Technically, Microsoft describes the vulnerability as: "[it] could allow remote code execution if a user views a specially crafted Web page using Internet Explorer. Users whose accounts are configured to have fewer user rights on the system could be less impacted than users who operate with administrative user rights."
In plain English, the vulnerability is a problem with the design of Internet Explorer. IE is used to view web pages. In the early days of the web, a web page was nothing more than a bunch of text and images laid out in a specified way in a web browser. Web designers used code to tell the browser where to put the text and images and whether or not the text should be bold, italicized, big, small, whatever.
The code that described where to put things and whether they are big, bold, whatever was referred to as Hypertext Mark-up Language or HTML. When you visit a web site, your web browser (Internet Explorer in this case - there are others, Firefox being one of the big contenders) requests a web page from the server and the server replies with a web page encoded as HTML.
The web browser, understanding this HTML intimately, takes instructions from it and lays out the web page as the HTML instructs it to. HTML is still an integral part of the World Wide Web but it has been superseded greatly by other technologies that make the web much more interesting.
In essence the web has grown from a simple way to display information to an interactive medium that can act very much like any other program on a computer - like a word processor, spreadsheet, database, the sky's the limit. Just consider web sites like facebook.com that elicit user interaction and deliver an experience rather than just information.
And facebook.com just touches the surface of what the web can do today, many businesses are moving toward having their software hosted somewhere on the Internet rather than being installed on their own computers, there are major benefits to this approach.
The web is moving that way so much in fact that Google recently released its own web browser "Chrome" that is built from the ground up to accommodate web applications.
This new generation of web browser isn't meant so much for web browsing as it is for delivering programs. Google sees it evolving into its own operating system. In other words your computer wouldn't load Windows with all of its built-in programs but would load Chrome and Chrome would connect to the Internet to deliver programs.
All this complexity leads to vulnerability however and the Internet is a much less forgiving place than it was in the days of plain Jane HTML. Those who profit from spam, adware, and other malware, have many more avenues to exploit in order to spread their malice.

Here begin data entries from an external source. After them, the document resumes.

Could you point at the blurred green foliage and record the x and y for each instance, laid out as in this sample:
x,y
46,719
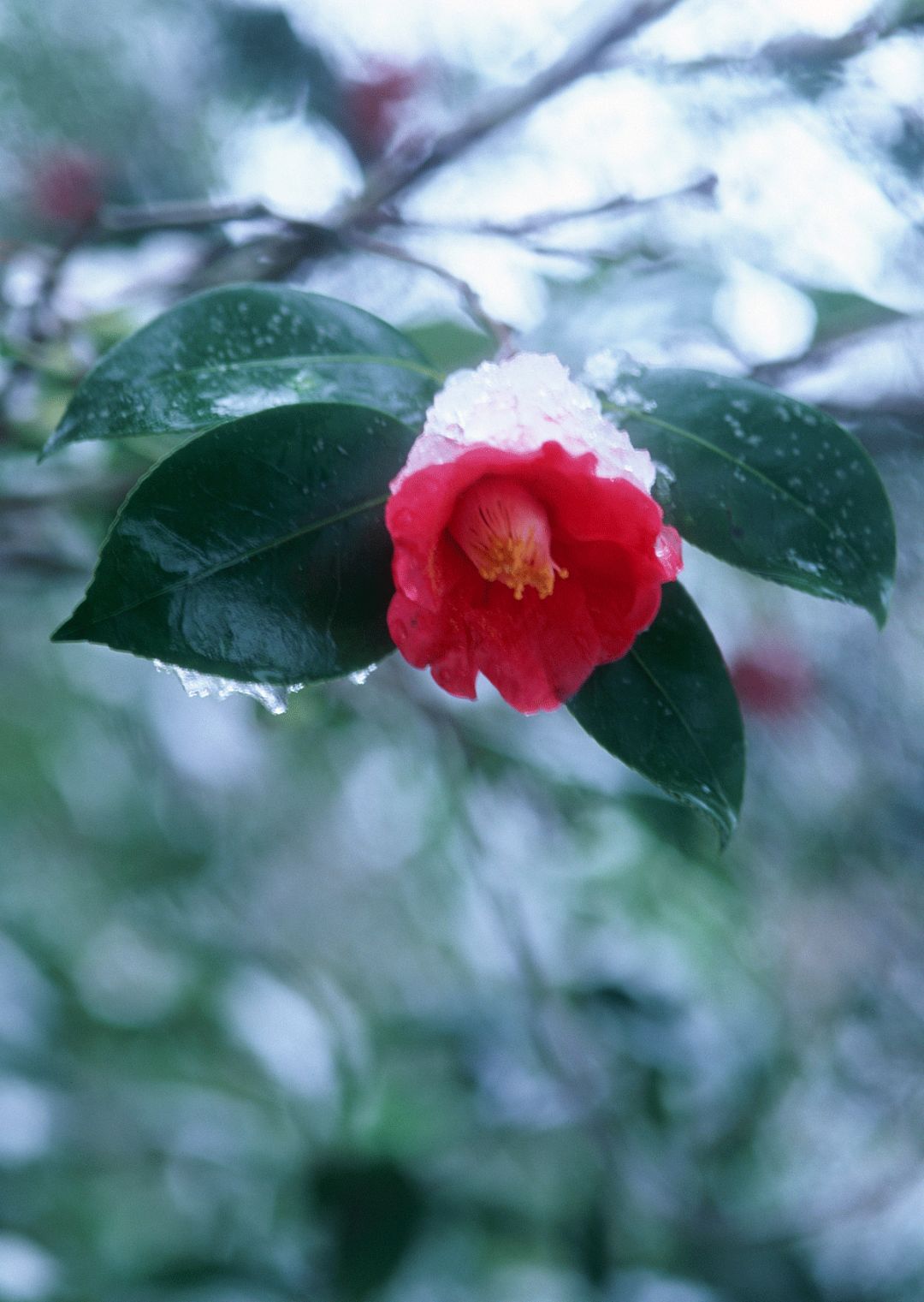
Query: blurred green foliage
x,y
405,999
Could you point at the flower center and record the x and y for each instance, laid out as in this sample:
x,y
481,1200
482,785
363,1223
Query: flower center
x,y
505,534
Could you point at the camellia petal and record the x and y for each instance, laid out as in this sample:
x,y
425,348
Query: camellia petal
x,y
527,546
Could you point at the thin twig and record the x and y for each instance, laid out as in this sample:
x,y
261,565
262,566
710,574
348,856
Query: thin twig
x,y
155,217
536,222
399,175
500,331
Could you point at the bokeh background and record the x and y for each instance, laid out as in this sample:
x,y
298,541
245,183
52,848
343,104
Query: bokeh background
x,y
394,996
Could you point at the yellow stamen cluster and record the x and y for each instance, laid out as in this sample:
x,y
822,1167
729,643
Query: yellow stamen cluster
x,y
504,532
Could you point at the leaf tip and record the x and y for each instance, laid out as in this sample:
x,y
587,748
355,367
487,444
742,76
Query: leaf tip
x,y
73,627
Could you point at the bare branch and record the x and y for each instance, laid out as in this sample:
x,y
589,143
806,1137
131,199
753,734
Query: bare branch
x,y
400,175
500,331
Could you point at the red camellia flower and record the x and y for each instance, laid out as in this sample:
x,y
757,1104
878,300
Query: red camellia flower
x,y
527,546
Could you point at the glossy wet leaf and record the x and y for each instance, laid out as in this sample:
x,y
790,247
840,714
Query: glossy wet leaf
x,y
766,484
669,711
246,348
257,551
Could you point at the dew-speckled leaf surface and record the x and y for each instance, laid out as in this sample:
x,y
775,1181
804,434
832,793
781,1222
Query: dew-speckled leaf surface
x,y
257,551
766,484
669,711
246,348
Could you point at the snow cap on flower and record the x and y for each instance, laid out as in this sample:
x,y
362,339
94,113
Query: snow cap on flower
x,y
527,546
518,405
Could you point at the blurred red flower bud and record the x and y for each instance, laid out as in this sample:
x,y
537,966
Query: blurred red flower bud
x,y
374,105
68,187
772,680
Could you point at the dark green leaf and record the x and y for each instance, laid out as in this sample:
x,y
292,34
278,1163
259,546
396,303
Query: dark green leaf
x,y
669,711
246,348
766,484
257,551
374,1209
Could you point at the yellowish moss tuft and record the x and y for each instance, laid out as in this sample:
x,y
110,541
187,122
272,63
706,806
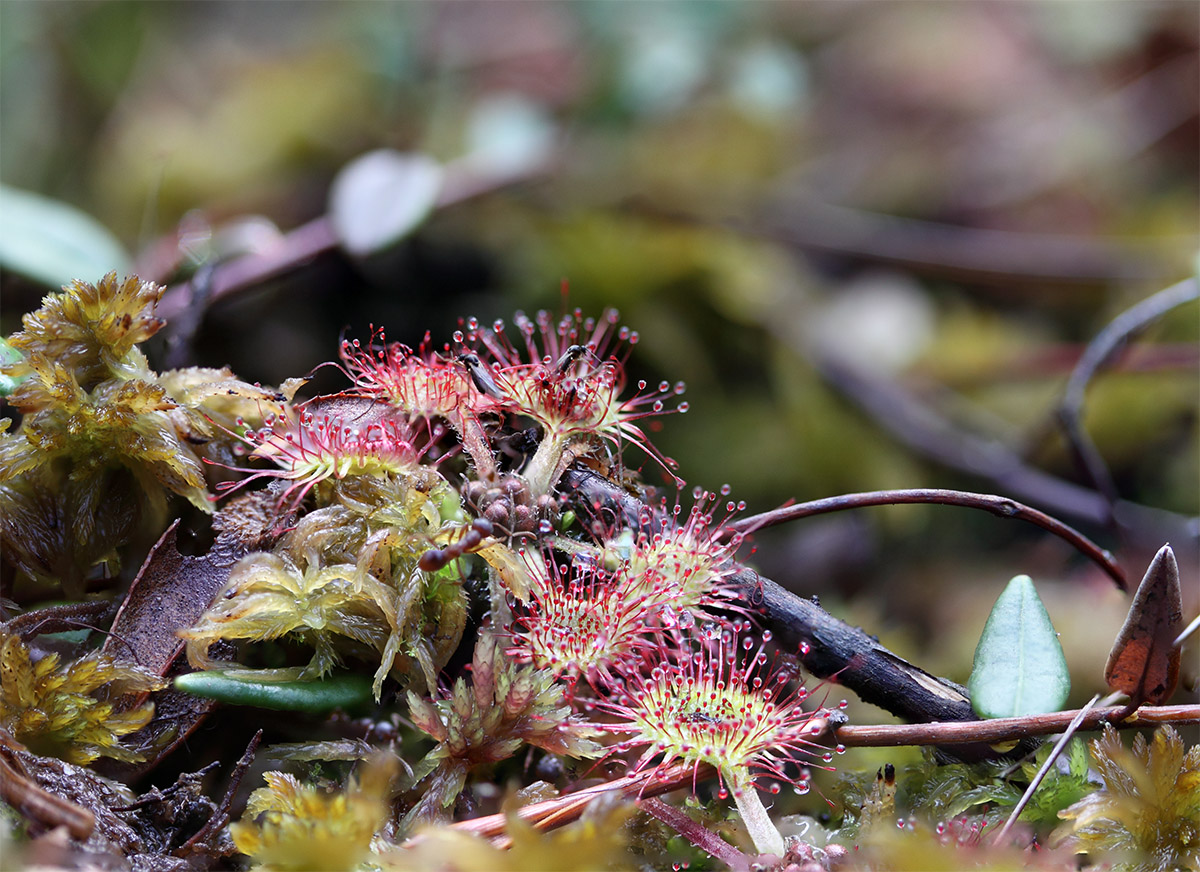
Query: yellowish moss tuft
x,y
69,711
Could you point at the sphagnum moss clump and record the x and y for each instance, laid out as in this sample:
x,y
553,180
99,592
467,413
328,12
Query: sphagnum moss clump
x,y
385,493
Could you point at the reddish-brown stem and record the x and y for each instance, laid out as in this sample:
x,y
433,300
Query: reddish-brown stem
x,y
1001,506
563,810
1001,729
701,836
305,242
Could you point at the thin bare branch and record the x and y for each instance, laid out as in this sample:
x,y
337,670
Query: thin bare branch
x,y
1101,350
563,810
701,836
1002,729
1001,506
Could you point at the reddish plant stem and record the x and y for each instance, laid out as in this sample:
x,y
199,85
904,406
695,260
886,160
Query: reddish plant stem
x,y
563,810
305,242
701,836
1001,729
1001,506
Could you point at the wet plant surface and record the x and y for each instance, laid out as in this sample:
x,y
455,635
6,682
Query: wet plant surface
x,y
364,543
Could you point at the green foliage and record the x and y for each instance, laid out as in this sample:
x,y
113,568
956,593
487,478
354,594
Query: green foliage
x,y
71,711
1019,666
486,721
244,687
1147,816
1059,788
348,573
291,827
594,842
102,440
52,242
933,792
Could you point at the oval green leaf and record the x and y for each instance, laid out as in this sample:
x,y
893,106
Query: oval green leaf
x,y
379,198
342,691
1019,666
52,242
9,355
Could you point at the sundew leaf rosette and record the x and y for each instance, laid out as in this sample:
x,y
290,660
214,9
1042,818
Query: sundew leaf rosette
x,y
715,703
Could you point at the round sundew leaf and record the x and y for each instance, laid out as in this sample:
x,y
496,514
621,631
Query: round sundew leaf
x,y
341,691
1019,666
379,198
53,242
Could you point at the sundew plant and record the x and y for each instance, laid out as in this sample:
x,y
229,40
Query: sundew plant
x,y
461,584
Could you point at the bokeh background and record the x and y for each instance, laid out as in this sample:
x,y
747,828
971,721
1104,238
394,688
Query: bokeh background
x,y
873,238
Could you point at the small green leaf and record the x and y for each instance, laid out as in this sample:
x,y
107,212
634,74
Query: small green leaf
x,y
1019,667
52,242
346,690
9,355
381,197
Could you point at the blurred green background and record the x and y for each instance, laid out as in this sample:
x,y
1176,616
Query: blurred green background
x,y
873,238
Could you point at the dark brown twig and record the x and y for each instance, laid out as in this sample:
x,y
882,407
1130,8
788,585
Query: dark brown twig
x,y
198,842
1101,350
31,801
924,430
1001,729
1001,506
827,647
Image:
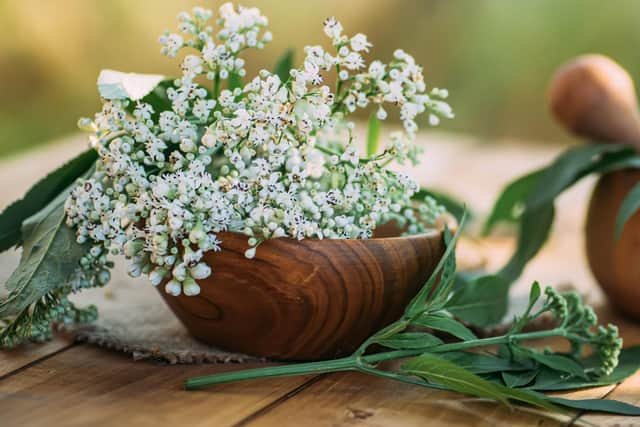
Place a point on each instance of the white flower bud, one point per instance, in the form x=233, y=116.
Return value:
x=173, y=287
x=250, y=253
x=190, y=287
x=157, y=275
x=103, y=277
x=200, y=271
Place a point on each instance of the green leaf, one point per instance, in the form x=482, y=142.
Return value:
x=482, y=301
x=373, y=135
x=117, y=85
x=443, y=323
x=410, y=340
x=284, y=65
x=628, y=364
x=568, y=168
x=518, y=379
x=50, y=257
x=629, y=207
x=483, y=363
x=454, y=206
x=534, y=294
x=235, y=81
x=511, y=199
x=559, y=363
x=445, y=268
x=39, y=196
x=443, y=372
x=597, y=405
x=535, y=227
x=157, y=98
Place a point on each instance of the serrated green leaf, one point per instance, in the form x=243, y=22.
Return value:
x=284, y=65
x=118, y=85
x=373, y=135
x=39, y=196
x=441, y=322
x=630, y=206
x=410, y=340
x=50, y=257
x=443, y=372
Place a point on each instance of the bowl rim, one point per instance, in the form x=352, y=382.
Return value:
x=428, y=234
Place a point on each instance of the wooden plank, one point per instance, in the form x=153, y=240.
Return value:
x=347, y=399
x=629, y=390
x=22, y=356
x=90, y=386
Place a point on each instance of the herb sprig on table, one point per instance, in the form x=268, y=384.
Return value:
x=502, y=368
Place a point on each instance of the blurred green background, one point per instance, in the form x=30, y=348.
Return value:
x=495, y=57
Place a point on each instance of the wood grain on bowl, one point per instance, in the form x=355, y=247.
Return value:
x=308, y=299
x=615, y=262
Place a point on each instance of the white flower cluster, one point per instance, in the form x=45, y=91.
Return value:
x=268, y=159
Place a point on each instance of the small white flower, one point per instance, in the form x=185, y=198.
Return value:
x=359, y=43
x=173, y=287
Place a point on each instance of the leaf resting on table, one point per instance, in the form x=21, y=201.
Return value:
x=454, y=377
x=39, y=196
x=49, y=259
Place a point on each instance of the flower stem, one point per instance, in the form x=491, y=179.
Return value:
x=358, y=363
x=344, y=364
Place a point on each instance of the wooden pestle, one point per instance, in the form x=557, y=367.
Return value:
x=594, y=97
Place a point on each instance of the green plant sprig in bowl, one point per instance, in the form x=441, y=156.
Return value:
x=501, y=368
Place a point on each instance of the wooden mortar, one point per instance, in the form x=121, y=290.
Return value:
x=594, y=97
x=308, y=299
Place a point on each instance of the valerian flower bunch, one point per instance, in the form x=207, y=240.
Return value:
x=271, y=158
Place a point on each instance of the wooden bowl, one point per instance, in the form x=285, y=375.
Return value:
x=308, y=299
x=615, y=263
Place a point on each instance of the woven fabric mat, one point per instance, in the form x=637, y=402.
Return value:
x=134, y=319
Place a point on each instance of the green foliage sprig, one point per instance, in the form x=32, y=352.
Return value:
x=528, y=202
x=507, y=370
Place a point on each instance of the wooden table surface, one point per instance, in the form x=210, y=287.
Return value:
x=65, y=383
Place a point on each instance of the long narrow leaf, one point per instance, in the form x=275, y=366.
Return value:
x=39, y=196
x=512, y=197
x=629, y=207
x=441, y=371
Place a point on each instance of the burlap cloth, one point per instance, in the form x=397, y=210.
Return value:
x=134, y=319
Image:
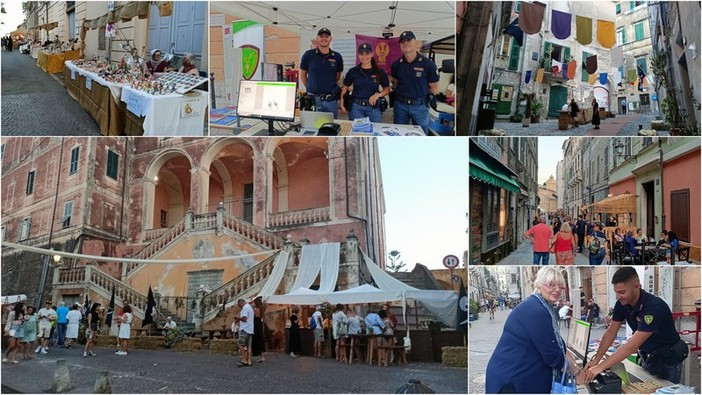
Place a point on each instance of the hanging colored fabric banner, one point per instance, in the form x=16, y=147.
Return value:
x=583, y=29
x=560, y=24
x=556, y=67
x=616, y=76
x=572, y=66
x=605, y=33
x=591, y=64
x=603, y=78
x=514, y=31
x=530, y=17
x=617, y=57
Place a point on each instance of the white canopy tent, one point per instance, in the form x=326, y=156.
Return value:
x=442, y=304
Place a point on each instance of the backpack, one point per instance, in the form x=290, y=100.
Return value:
x=594, y=246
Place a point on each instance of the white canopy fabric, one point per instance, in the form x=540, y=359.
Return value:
x=429, y=20
x=281, y=261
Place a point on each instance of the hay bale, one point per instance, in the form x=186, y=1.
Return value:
x=224, y=346
x=188, y=344
x=456, y=357
x=492, y=132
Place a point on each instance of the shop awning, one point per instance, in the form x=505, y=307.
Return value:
x=480, y=169
x=624, y=203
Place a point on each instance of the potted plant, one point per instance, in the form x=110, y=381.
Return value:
x=537, y=108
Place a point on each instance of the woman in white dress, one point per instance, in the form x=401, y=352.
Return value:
x=124, y=330
x=73, y=317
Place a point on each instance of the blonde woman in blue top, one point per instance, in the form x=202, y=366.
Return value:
x=531, y=348
x=366, y=78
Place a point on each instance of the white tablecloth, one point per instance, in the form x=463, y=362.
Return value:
x=165, y=115
x=115, y=89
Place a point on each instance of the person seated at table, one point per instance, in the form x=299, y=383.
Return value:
x=618, y=235
x=188, y=66
x=157, y=64
x=630, y=244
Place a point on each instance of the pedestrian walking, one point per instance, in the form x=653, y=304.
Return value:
x=540, y=235
x=246, y=318
x=595, y=114
x=320, y=69
x=46, y=316
x=294, y=344
x=125, y=330
x=415, y=77
x=29, y=331
x=61, y=323
x=574, y=109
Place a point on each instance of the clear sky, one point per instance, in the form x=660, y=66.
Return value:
x=426, y=197
x=550, y=152
x=12, y=18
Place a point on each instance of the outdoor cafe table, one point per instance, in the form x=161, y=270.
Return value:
x=172, y=114
x=98, y=97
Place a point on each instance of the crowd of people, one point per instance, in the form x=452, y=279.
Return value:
x=565, y=237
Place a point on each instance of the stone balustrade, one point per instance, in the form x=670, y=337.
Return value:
x=298, y=217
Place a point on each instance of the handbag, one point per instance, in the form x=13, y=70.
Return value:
x=566, y=384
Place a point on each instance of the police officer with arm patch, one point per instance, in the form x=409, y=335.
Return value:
x=655, y=337
x=415, y=77
x=321, y=69
x=365, y=79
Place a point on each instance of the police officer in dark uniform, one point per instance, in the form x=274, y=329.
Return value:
x=655, y=337
x=414, y=76
x=365, y=79
x=321, y=68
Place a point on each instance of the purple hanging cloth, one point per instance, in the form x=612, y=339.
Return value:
x=560, y=24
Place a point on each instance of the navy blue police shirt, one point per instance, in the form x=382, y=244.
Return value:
x=413, y=78
x=365, y=81
x=650, y=314
x=321, y=70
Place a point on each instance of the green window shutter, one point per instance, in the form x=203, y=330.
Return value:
x=582, y=68
x=638, y=31
x=513, y=56
x=547, y=55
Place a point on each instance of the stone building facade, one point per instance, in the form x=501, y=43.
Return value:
x=177, y=198
x=634, y=36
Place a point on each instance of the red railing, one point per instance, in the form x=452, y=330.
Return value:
x=696, y=331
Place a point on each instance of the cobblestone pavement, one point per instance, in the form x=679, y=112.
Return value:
x=35, y=103
x=622, y=125
x=484, y=334
x=144, y=371
x=523, y=255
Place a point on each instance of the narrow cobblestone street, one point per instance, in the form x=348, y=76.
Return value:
x=622, y=125
x=35, y=103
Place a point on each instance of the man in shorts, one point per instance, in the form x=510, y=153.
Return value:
x=46, y=316
x=245, y=332
x=318, y=332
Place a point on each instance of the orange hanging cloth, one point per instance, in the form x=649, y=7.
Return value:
x=606, y=34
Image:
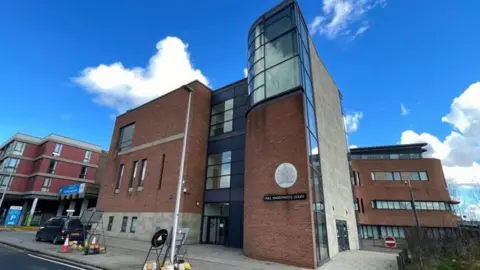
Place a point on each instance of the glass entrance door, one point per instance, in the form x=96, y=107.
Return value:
x=217, y=228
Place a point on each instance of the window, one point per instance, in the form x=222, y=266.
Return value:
x=18, y=148
x=83, y=172
x=356, y=178
x=52, y=166
x=124, y=224
x=423, y=176
x=162, y=166
x=47, y=182
x=110, y=223
x=218, y=170
x=221, y=120
x=133, y=225
x=5, y=182
x=134, y=174
x=119, y=178
x=88, y=155
x=58, y=149
x=126, y=137
x=10, y=164
x=142, y=173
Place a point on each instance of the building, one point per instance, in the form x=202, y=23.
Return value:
x=46, y=176
x=381, y=177
x=266, y=162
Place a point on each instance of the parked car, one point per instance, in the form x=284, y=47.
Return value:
x=56, y=230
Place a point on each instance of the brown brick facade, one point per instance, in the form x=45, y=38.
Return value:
x=435, y=189
x=280, y=231
x=159, y=119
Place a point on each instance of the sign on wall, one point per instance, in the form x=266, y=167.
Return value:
x=285, y=197
x=13, y=215
x=72, y=189
x=285, y=175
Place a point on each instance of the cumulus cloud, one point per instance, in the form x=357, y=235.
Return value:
x=352, y=121
x=119, y=87
x=459, y=150
x=343, y=18
x=403, y=110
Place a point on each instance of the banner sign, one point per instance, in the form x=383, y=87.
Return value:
x=285, y=197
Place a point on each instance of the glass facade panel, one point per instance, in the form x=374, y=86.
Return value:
x=280, y=49
x=282, y=77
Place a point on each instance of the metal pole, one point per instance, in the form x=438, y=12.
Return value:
x=5, y=189
x=180, y=179
x=419, y=234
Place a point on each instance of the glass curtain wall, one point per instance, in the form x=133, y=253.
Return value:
x=279, y=61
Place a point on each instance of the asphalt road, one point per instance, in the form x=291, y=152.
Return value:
x=15, y=259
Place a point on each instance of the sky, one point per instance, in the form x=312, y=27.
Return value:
x=408, y=70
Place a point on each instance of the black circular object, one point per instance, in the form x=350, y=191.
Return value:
x=159, y=238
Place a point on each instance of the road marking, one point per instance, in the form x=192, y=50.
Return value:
x=64, y=264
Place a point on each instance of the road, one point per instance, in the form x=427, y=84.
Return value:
x=11, y=258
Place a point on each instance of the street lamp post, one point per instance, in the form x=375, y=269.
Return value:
x=414, y=208
x=180, y=178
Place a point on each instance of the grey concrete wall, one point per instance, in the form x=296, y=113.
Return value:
x=337, y=188
x=147, y=222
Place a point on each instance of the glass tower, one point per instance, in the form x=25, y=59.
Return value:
x=278, y=63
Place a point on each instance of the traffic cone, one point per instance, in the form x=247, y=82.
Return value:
x=65, y=245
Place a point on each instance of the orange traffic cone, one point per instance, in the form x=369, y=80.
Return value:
x=65, y=244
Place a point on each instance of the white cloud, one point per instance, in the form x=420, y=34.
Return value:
x=66, y=116
x=342, y=17
x=403, y=110
x=460, y=150
x=121, y=88
x=352, y=121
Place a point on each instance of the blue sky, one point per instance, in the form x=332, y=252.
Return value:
x=422, y=54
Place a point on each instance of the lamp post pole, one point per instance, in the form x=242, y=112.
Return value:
x=414, y=208
x=180, y=178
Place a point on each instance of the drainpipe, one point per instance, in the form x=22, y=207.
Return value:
x=180, y=177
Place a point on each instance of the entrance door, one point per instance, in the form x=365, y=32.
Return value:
x=342, y=235
x=217, y=228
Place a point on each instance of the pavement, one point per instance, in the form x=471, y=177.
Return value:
x=123, y=254
x=11, y=258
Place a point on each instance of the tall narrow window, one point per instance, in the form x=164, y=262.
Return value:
x=124, y=224
x=134, y=174
x=58, y=149
x=110, y=223
x=126, y=137
x=119, y=178
x=219, y=170
x=142, y=174
x=133, y=225
x=162, y=165
x=18, y=148
x=83, y=172
x=221, y=120
x=47, y=182
x=88, y=155
x=52, y=166
x=5, y=182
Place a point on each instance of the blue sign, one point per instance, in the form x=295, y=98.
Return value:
x=13, y=215
x=71, y=189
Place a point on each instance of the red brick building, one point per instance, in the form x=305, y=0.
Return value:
x=383, y=202
x=34, y=170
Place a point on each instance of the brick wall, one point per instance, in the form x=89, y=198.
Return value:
x=279, y=231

In itself, the new vulnerability (Microsoft Security Advisory 961051) is not malicious but it does open a door for other malicious software. To date it has been estimated that 0.02% of PC's have been infected by some form of nastiness that found its way in as a result of this flaw. That's not a small number.
As always, the defence against this exploit is to be conscious of security and:
* Keep a firewall between you and the Internet and keep it updated
* Always run up to date antivirus and antispyware
* Always install Windows updates
* Don't visit web sites that just don't feel right or you otherwise don't trust
And the most important thing of course is to stay digitally safe and have the greatest of Holidays and the best in 2009.